Recently I was reading on Robert Kiyosaki’s RichDad.com Community Forum a question asked by a newbie seeking truth. None could answer, so I answered for him. I posted a copy of my message here hoping to benefit and inspire others who also seek it.

His question was: “For the purpose of holding title to investment real estate properties, when would a trust be more beneficial than a corporation?”

Later in the post someone asked him if he meant a Real Estate Investment Trust or REIT. He replied, “Well, I really don’t know the first thing about trusts, but I assume it’d be an REIT.” I had to laugh, and answer his question:

——-

no lol it’s not an REIT–its called a Land Trust.

Land Trusts protect property.
LLCs protect people.

An LLC can be a beneficiary of a Land Trust, thus protecting property AND people. This is the best configuration for a real estate investor.

If Robert Kiyosaki needs another million dollar book idea he should get Bill J. Gatten on his team of advisors and write a book with him about the Land Trust.

Furthermore, when you combine a Land Trust with a Triple Net lease to the tenant buyer as a beneficiary of the trust, magical things can happen. None can partition the property to satisfy judgments or creditors–not the seller, not the investor, not the tenant/buyer. None can lose the property as a result of a lawsuit, bankruptcy, or marital dispute–not the seller, not the investor, not the tenant/buyer. Landlords can convey tax benefits to the tenant buyer (namely the income tax deduction for paying mortgage interest and property taxes) None can attach a lien, or judgment, or otherwise cloud title to the property–not the seller, not the investor, not the tenant/buyer.

Only when the seller and/or investor and the tenant/buyer are in completely unanimous agreement can anything legally be done with the property. This is a blessing, not a curse.

Lease Options, Contract For Deeds, All-Inclusive Trust Deeds, Wrap-Around Mortgages, etc. all violate the lender’s Due on Sale clause, but there is no sale when the seller places their property into a Land Trust. Further, there is a legal exception allowed by the federal government that protects homeowners who place their property into a Land Trust from the Due on Sale clause–no lender can call it, regardless of whether their contract states it or not.

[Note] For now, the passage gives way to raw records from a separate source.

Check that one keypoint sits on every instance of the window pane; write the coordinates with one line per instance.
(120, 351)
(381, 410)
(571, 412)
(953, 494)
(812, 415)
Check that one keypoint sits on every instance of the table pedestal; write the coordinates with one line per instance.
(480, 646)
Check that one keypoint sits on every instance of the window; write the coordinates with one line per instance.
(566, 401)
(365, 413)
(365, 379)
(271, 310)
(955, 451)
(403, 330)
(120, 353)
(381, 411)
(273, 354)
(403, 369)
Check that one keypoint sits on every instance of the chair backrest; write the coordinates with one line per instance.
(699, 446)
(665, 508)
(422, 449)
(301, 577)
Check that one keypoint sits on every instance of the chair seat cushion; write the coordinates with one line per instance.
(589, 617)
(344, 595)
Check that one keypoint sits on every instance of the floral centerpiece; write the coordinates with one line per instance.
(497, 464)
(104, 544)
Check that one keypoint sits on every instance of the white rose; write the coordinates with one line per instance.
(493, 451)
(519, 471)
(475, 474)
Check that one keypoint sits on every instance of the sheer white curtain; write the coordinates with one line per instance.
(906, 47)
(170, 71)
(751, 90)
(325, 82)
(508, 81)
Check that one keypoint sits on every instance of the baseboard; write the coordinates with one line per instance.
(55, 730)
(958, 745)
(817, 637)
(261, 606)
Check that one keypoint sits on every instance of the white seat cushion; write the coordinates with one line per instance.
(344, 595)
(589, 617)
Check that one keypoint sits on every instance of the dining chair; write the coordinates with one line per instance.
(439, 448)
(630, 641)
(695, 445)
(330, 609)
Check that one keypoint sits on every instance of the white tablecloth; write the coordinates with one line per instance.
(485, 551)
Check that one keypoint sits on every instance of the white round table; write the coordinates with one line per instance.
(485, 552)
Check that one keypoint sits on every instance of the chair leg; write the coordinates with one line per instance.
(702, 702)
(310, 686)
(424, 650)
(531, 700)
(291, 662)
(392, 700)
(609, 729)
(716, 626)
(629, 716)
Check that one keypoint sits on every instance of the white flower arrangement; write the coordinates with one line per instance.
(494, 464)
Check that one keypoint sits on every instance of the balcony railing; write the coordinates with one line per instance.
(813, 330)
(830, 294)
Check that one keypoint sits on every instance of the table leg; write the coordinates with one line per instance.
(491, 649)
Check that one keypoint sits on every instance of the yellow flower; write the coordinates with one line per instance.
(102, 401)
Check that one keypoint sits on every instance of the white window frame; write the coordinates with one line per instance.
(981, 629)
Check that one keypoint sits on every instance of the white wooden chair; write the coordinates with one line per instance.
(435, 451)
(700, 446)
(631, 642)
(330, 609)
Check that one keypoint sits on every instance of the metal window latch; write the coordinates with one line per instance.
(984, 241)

Likewise, these ‘other’ methods of creative real estate investment that are so popular today do not protect the property by themselves. For example, what would happen if an investor with 10 lease options were to file for bankruptcy, or if his wife were to fight for the cashflow in a marital dispute or divorce, or if he were to injure another in a automobile accident and be sued. What are the tenant/buyer’s rights?? They have none. The property would be taken to satisfy a judgment.

Further, what would happen if a tenant/buyer were to allow the water softner company to put a lien against their lease optioned property, and then not pay the bill? Or not pay the rent? What are the Landlord’s rights?? None. The house cannot be sold until the lien is satisfied.

Take heed. Many reputable attorneys are not specialized in the Land Trust. Very few even know what it is. Estate planning attorneys do not always recognize them, because they are not the every day type of trust. A Land Trust is a living revocable inter-vivos trust. Furthermore, the type of Land Trust I am speaking of is co-beneficiary directed, or more specifically known as the Equity-Holding Trust.

Do not let them tell you these are illegal where you live. They only want to sell you another lease option document. Research and you will find that they are legal in every state in the union without exception by virtue of the statue of uses (basically, they are legal because they are not specifically illegal).

I hope this has illuminated your confusion regarding the ‘trust’ used for real estate investment purposes.